Perhaps, instead of praying for a healthy baby, I should’ve asked “Please give me an open heart to love my child fully, no matter who he/she is” or “Please give me the ability to see how my child fits in perfectly with our family.”
Yes, I’d like to have another baby. At this point, I’m actually much more worried about carrying the baby than I am about who the baby will be.

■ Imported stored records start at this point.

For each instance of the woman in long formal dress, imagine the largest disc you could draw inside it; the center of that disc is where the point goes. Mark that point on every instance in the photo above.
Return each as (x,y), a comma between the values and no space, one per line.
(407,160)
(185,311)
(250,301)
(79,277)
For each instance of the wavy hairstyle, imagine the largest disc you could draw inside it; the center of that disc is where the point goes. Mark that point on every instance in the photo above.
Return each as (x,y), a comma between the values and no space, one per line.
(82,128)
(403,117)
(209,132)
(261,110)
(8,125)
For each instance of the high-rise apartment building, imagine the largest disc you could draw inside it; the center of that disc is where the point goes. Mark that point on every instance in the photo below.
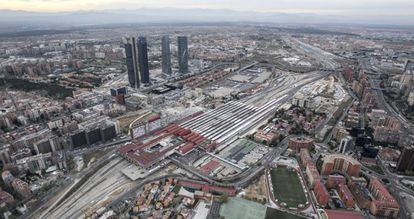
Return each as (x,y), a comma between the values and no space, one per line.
(182,54)
(166,55)
(131,62)
(143,60)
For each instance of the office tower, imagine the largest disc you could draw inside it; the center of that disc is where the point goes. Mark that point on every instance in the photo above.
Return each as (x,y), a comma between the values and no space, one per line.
(143,60)
(131,61)
(166,55)
(182,54)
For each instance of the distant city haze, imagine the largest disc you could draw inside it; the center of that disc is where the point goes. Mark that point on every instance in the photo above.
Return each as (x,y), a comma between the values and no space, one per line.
(393,12)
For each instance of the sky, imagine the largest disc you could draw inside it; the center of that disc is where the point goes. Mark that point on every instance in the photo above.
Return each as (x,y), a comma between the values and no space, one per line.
(323,7)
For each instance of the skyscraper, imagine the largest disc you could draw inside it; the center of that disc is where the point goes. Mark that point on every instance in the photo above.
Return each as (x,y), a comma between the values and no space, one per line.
(166,55)
(182,54)
(131,61)
(143,60)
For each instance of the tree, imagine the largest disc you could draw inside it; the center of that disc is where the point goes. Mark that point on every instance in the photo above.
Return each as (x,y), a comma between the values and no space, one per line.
(225,198)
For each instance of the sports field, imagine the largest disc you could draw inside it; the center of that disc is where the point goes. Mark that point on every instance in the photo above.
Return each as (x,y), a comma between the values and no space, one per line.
(238,208)
(287,187)
(274,214)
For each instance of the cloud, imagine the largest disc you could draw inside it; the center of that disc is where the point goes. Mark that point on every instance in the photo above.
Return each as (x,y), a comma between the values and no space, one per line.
(331,7)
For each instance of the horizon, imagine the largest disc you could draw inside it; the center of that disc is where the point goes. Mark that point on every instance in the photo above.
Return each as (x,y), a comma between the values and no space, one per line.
(321,7)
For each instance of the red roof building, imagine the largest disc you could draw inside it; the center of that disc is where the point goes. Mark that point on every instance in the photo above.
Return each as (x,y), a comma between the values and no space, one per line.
(321,193)
(384,204)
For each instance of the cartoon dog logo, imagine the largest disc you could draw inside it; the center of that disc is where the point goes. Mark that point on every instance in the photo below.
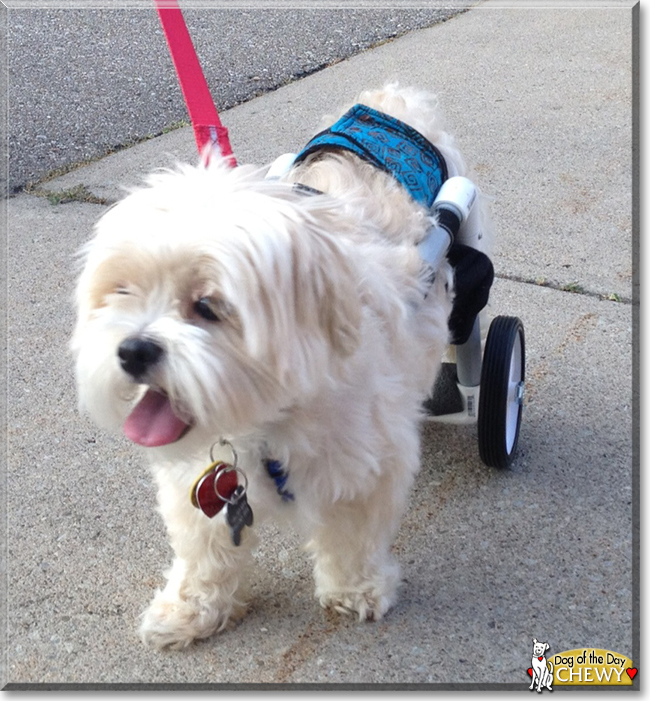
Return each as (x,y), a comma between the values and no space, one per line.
(540,671)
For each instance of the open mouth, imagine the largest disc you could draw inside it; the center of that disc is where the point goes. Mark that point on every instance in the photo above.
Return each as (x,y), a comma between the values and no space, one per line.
(153,423)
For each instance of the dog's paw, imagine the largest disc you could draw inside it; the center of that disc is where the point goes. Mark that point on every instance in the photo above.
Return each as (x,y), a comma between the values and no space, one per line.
(369,606)
(175,623)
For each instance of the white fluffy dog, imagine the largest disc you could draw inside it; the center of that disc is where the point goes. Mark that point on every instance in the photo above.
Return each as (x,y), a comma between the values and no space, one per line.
(217,304)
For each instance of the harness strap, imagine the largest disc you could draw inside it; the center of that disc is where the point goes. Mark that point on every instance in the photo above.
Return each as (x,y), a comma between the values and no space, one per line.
(209,133)
(389,144)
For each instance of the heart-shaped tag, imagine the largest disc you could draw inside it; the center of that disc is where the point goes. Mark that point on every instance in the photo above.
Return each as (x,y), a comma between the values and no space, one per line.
(215,486)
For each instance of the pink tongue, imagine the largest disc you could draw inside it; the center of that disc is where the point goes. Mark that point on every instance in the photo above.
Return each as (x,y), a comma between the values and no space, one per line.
(152,422)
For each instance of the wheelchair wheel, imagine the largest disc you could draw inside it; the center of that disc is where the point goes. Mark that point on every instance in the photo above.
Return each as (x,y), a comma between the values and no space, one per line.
(502,389)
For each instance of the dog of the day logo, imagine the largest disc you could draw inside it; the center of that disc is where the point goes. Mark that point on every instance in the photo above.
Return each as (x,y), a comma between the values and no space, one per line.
(580,667)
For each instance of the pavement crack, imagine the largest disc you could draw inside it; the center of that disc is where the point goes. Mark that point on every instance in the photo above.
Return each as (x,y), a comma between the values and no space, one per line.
(78,193)
(573,287)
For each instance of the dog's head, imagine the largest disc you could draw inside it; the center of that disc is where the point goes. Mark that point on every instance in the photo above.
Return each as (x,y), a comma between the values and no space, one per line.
(539,648)
(210,301)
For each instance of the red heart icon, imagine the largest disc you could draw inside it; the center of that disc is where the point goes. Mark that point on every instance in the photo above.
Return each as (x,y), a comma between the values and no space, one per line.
(214,488)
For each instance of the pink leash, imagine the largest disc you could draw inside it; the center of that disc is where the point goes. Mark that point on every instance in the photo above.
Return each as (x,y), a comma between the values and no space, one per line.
(209,133)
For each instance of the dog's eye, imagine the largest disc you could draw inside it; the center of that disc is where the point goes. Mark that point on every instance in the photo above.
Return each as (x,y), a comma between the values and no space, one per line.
(210,309)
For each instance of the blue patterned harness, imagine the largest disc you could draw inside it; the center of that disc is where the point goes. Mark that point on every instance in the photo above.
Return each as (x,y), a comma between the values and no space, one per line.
(389,144)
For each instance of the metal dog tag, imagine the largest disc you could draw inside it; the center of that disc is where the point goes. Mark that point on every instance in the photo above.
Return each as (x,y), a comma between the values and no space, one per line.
(238,514)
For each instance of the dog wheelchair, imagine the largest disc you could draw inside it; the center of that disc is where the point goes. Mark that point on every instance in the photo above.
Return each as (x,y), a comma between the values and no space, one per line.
(485,387)
(479,383)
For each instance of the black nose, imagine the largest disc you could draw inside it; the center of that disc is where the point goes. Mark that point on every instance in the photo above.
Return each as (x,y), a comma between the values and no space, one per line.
(137,355)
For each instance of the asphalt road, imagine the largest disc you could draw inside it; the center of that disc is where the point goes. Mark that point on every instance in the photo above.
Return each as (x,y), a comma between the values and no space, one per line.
(85,82)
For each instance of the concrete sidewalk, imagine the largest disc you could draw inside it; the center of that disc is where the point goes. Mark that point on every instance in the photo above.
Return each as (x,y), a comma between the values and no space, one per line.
(541,103)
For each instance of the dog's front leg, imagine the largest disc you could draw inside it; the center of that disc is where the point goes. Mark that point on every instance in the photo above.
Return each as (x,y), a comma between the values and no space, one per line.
(203,590)
(354,568)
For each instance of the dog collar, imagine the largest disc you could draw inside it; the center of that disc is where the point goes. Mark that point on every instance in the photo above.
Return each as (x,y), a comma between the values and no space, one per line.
(389,144)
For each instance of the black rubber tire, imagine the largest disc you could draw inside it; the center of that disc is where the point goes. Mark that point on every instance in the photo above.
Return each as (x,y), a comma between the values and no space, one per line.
(499,414)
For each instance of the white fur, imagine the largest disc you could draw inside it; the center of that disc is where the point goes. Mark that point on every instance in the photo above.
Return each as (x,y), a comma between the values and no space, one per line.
(325,350)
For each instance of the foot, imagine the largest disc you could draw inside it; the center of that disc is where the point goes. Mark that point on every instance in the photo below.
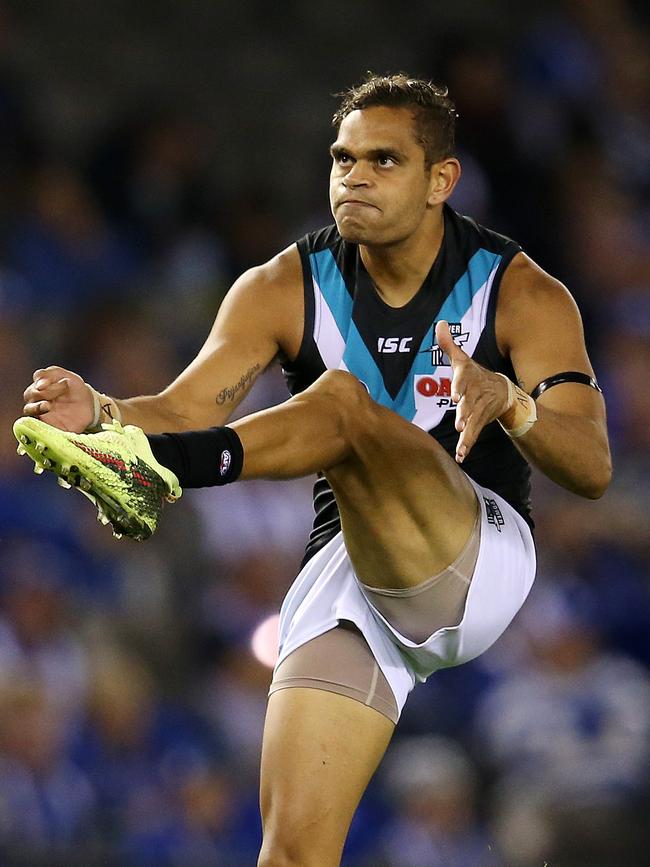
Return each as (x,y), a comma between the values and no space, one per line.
(114,468)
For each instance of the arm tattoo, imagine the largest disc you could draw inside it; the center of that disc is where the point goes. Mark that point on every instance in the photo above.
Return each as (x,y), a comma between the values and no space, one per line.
(230,392)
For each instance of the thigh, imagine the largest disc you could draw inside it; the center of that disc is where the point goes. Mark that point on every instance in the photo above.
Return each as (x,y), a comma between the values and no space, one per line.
(407,508)
(319,753)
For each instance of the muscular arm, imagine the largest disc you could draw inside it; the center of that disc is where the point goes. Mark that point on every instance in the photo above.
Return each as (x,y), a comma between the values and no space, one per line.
(539,328)
(260,318)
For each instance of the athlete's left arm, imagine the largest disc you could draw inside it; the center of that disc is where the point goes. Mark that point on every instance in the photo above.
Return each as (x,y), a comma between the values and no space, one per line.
(539,328)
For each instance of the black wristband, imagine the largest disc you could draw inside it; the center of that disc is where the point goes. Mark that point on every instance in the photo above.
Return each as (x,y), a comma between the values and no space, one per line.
(200,459)
(567,376)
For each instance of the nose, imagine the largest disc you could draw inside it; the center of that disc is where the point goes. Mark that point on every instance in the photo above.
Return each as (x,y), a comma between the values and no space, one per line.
(357,176)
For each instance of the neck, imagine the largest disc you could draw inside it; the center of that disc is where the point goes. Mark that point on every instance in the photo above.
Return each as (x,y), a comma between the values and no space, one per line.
(398,270)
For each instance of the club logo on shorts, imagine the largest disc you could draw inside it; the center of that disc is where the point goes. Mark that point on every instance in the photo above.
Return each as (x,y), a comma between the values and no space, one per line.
(224,465)
(493,513)
(460,337)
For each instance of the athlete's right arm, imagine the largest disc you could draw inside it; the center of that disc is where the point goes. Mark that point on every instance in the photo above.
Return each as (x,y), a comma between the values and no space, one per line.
(261,317)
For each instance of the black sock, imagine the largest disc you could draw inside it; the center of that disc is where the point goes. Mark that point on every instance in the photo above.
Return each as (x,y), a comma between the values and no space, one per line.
(200,458)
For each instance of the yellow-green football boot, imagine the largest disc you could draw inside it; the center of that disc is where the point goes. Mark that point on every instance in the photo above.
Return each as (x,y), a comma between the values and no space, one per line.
(115,468)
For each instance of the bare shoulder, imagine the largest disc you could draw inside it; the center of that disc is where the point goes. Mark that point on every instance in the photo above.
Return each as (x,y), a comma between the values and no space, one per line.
(533,304)
(271,294)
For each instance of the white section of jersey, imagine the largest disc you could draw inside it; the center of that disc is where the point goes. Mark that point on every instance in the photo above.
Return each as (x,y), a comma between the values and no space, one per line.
(430,408)
(329,340)
(327,590)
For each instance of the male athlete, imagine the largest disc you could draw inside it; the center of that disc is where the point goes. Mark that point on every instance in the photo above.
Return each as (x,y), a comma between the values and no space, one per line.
(412,340)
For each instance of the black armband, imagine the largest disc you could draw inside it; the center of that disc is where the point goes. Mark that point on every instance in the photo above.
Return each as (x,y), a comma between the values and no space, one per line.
(567,376)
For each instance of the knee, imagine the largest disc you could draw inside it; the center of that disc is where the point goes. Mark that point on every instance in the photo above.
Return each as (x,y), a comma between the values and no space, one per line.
(348,398)
(278,854)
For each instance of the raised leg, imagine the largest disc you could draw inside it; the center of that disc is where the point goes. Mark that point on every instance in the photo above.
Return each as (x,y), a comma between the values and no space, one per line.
(406,507)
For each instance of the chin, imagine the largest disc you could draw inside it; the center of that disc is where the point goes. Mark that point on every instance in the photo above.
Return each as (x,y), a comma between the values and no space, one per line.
(355,233)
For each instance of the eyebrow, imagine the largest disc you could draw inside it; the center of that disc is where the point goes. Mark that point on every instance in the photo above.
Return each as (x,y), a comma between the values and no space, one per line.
(374,153)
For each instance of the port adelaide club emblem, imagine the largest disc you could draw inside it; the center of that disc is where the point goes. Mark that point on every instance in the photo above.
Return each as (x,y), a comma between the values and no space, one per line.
(460,337)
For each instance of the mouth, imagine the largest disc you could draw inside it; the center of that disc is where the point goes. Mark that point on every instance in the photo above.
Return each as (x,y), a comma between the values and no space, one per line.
(356,203)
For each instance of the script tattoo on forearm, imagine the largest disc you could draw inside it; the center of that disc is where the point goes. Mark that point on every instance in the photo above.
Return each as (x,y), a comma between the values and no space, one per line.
(230,392)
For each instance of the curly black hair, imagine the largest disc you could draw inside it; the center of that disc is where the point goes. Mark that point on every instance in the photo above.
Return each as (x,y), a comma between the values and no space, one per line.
(434,114)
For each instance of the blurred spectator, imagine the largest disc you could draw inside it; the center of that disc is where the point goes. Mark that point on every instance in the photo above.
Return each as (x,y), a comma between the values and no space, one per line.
(567,737)
(432,786)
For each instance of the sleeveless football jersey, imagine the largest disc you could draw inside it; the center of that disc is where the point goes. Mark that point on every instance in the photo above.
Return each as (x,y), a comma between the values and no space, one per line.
(393,351)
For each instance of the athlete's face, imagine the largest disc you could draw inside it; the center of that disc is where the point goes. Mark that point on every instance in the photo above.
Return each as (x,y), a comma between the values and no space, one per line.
(380,189)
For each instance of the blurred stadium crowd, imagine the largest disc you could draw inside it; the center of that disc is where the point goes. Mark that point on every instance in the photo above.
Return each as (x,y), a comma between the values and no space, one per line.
(131,694)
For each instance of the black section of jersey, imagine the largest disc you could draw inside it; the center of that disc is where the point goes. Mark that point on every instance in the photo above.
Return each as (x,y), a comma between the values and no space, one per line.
(307,365)
(494,462)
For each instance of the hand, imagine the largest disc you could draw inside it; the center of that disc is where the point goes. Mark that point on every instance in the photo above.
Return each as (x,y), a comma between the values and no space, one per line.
(61,398)
(480,396)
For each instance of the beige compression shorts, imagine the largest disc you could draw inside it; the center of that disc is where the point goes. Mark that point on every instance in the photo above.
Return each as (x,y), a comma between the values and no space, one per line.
(341,661)
(339,635)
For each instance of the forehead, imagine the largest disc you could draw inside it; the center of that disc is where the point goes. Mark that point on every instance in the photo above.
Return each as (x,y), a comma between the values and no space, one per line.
(378,127)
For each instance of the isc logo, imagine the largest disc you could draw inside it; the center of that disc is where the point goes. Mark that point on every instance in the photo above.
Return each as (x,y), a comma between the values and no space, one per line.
(394,344)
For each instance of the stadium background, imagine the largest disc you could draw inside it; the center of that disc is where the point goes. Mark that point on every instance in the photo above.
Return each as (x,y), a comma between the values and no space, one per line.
(149,152)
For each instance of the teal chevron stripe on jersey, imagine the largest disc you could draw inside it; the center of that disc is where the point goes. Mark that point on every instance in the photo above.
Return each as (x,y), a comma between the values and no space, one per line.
(332,287)
(481,268)
(360,362)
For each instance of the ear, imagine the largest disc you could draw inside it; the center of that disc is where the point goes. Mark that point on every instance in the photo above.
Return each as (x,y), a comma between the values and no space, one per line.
(444,176)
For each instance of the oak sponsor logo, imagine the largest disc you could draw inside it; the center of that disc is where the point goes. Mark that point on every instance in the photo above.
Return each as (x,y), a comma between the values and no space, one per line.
(438,388)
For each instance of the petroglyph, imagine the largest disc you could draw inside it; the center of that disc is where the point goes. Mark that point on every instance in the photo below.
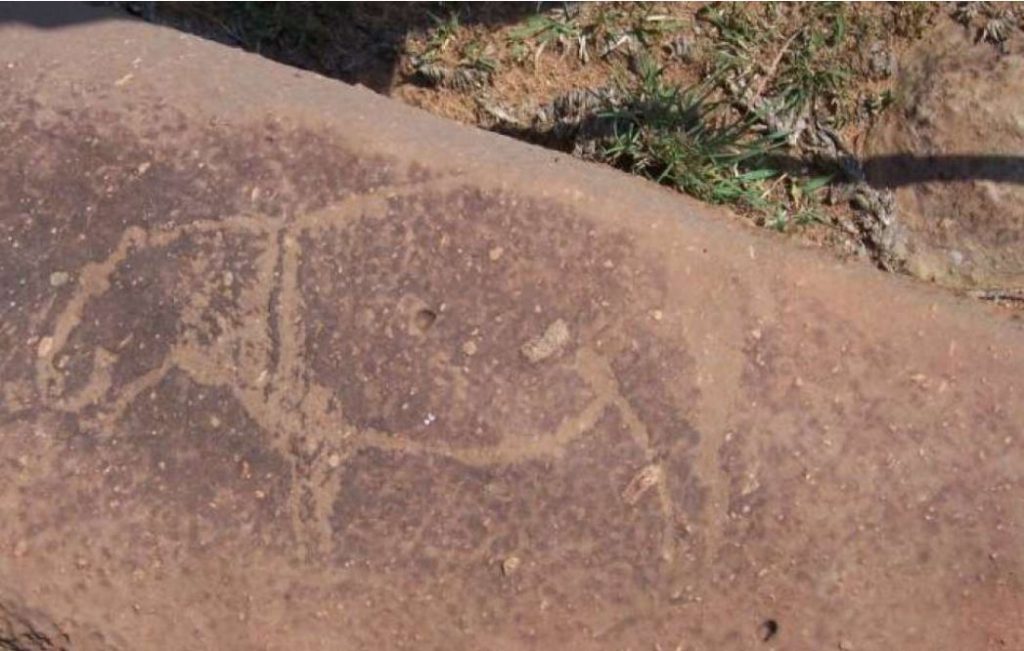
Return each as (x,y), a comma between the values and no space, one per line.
(244,330)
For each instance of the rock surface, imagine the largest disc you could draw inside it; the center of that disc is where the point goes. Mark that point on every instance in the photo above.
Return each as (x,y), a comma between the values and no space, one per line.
(286,395)
(955,147)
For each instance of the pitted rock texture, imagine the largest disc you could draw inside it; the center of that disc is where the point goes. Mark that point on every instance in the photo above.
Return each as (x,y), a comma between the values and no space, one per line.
(300,385)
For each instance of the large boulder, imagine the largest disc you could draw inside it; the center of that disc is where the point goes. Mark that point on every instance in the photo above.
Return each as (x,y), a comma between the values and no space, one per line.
(287,365)
(953,149)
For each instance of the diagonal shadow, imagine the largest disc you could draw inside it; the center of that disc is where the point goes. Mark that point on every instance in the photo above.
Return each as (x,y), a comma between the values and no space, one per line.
(907,169)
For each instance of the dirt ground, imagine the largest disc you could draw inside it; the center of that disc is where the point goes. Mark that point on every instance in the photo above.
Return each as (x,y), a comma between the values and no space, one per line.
(790,96)
(289,365)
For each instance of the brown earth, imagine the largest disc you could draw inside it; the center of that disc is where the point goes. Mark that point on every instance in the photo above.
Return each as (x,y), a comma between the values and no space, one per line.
(288,365)
(955,149)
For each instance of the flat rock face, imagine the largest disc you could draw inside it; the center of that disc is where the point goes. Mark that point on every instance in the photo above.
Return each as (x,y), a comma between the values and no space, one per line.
(958,131)
(286,365)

I, too, was born with a birth defect but, surprisingly, I didn’t find out until I was thirty years old and pregnant for the first time. An ultrasound revealed that I have a bicornuate uterus, which means it’s heart shaped. It sounds lovely, but it can be very problematic. I also have a secondary issue with my uterus which resulted from my first c-section.
So my mind hasn’t even gone down the “I hope it’s healthy” road yet. I’m still wondering if my own body will be able to hold strong.
But if I were to get pregnant again, I hope I won’t obsess about the health of my baby for nine months, as I’ve done twice before.
I’ve learned that health isn’t everything. It’s the whole picture that matters more.
Our Emmy turns two years old tomorrow! I can’t wait to see her opening the mountain of Elmo presents.
I spoiled her this year. She deserves it.